FAQ about modern hotel competitive set analysis
What are alternative accommodations and why do they matter for my comp set ?
Alternative accommodations are non traditional lodging options such as short term rentals, serviced apartments and boutique stays that operate outside the classic hotel model. They matter for your comp set because many guests now compare these options directly with hotels when deciding where to stay. If you ignore them in your competitor analysis, you misjudge both demand and pricing power.
How can hotels compete effectively with alternative accommodations ?
Hotels can compete by offering distinctive guest experience, reliable service and strong value at each price point. This requires targeted revenue management, thoughtful pricing strategies and marketing that highlights what the property does better than rentals or serviced apartments. As one expert summary puts it, "How can hotels compete with alternative accommodations? By offering unique experiences and personalized services."
Which data sources should I use for blended hotel competitive set analysis ?
You should combine traditional hotel performance data with alternative accommodation datasets that track rental supply, demand and pricing in your market. Layer this with guest feedback, review scores and social media sentiment to understand qualitative strengths weaknesses across the comp set.

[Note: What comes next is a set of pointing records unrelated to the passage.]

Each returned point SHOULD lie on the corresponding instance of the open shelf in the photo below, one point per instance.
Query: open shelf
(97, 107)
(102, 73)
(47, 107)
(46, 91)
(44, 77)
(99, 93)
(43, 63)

The goal is to build a single view of all competitors that your target guests consider when booking.
How often should I update my competitive set definitions ?
In dynamic markets with strong alternative accommodation growth, you should review competitive set definitions at least quarterly. Significant changes in supply, corporate travel policies or guest behaviour may require more frequent updates. Treat comp set design as an ongoing management discipline rather than a one time exercise.
Why are more travellers choosing non hotel options over traditional hotels ?
Travellers often choose non hotel options for greater space, kitchen facilities, local neighbourhood immersion and perceived value for longer stays. Flexibility in check in, cancellation and group accommodation also plays a role. These preferences mean that hotels must refine their guest experience and pricing strategies to remain competitive within a broader, cross category market.